Skip to main content

Intro

Tokenization

Bubbleprompt's input handling uses the concept of tokenization to parse user input. This makes it easier to perform operations on specific parts of the user input. A common tokenization method is to split input on whitespace. For example, if the input is this is some text, the tokenized input would be ["this", " ", "is", " ", "some", " ", "text"]. Each word would be considered a word token and each space would be a delimiter token. Manipulating inputs in terms of tokens makes it easier to do common operations such as getting the current word under the cursor.

The above example could be handled by a simple strings.Split(str, " "), but what if we wanted to parse this is "some text" as ["this", " ", "is", " ", "some text"]? Something like this would be complicated to do using simple string manipulation. Instead we can use regex to define our tokens. A regex to define a token which either contains no whitespace or does contain whitespace only if it's enclosed by quotes could look like this: ("[^"]*"?)|[^\s]+. And a regex for whitespace delimiters would be \s+.

Under the hood, Bubbleprompt uses Participle to handle input tokenization. Defining these rules yourself can be complicated, which is why Bubbleprompt offers the Simple input for common uses like handling whitespace delimited tokens as described above.

If you need more control over your tokenization, you can use the Lexer input to define custom tokenization strategies.

Grammars and Parsing

Sometimes, operating on a simple structure like a list of tokens isn't enough if your app requires a more structured input.
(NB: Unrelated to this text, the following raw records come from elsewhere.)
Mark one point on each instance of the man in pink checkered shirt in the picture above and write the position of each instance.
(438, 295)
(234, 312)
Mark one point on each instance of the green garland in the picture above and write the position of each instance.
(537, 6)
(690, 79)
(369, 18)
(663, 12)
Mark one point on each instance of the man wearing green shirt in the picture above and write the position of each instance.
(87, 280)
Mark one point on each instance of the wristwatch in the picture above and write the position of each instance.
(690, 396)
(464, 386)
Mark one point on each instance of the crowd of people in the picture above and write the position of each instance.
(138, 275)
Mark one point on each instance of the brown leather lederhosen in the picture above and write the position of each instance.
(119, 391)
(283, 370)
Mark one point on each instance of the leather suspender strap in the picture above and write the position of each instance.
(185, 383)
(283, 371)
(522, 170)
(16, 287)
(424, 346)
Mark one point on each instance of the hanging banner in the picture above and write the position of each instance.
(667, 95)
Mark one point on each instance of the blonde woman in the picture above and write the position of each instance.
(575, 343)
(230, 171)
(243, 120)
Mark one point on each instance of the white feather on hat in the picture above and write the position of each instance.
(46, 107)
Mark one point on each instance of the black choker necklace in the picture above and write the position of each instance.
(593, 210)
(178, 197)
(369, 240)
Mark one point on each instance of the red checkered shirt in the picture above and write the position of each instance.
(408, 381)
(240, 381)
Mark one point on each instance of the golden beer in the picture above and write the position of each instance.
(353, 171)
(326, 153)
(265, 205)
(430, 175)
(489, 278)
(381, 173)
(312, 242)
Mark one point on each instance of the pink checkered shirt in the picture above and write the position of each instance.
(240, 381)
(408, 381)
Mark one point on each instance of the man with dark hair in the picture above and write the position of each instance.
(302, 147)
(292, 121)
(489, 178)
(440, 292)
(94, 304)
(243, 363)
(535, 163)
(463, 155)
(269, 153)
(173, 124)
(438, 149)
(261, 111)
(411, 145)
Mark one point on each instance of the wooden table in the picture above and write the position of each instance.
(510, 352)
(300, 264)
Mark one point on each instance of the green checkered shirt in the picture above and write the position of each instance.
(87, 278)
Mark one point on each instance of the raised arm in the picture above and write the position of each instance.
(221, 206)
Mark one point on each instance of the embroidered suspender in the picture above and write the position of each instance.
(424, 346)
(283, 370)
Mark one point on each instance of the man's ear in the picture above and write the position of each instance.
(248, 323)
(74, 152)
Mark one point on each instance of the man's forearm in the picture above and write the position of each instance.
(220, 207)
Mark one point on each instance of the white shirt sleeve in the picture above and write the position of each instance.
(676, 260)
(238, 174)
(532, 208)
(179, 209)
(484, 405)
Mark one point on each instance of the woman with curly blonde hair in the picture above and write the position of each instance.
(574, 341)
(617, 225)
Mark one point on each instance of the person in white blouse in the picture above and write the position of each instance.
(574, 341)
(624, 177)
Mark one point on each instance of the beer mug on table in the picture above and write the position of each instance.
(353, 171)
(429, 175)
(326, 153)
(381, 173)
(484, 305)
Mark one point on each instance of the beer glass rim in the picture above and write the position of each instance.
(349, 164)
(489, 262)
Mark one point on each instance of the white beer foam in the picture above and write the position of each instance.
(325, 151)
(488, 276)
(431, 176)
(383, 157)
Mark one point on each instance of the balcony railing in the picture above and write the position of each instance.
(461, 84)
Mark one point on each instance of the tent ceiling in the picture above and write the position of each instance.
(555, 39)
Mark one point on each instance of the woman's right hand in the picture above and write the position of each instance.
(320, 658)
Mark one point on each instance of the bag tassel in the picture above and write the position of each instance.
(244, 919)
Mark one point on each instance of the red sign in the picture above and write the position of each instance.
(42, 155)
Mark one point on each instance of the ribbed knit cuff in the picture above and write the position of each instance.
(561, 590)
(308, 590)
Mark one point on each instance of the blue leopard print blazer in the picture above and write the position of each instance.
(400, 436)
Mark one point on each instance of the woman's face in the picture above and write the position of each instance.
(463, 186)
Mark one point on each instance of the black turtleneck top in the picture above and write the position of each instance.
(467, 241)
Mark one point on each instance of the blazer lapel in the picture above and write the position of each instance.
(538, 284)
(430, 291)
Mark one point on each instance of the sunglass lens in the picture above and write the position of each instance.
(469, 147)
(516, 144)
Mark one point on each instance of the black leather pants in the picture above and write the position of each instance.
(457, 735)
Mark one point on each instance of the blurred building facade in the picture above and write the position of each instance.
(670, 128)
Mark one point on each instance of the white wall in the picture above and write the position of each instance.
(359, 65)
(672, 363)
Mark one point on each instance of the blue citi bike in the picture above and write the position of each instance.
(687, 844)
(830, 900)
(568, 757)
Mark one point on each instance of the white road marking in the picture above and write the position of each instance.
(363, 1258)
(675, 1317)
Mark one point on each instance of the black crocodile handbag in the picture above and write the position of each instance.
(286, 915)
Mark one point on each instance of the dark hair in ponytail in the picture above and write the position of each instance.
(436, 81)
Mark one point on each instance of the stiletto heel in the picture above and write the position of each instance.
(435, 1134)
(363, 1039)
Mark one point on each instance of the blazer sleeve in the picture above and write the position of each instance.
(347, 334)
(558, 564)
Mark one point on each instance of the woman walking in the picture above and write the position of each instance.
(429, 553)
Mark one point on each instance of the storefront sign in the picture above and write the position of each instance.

Take a simple CLI command for example. It contains a command, zero or more subcommands, zero or more arguments, and any number of short flags and long flags. Each of these components has unique meaning which would be difficult to parse with a list of tokens alone. For these use cases, you can define a custom grammar that represents your input structure.

For handling POSIX-style CLI input as described above, we provide the Command input. To implement custom grammars, you can use the Parser input.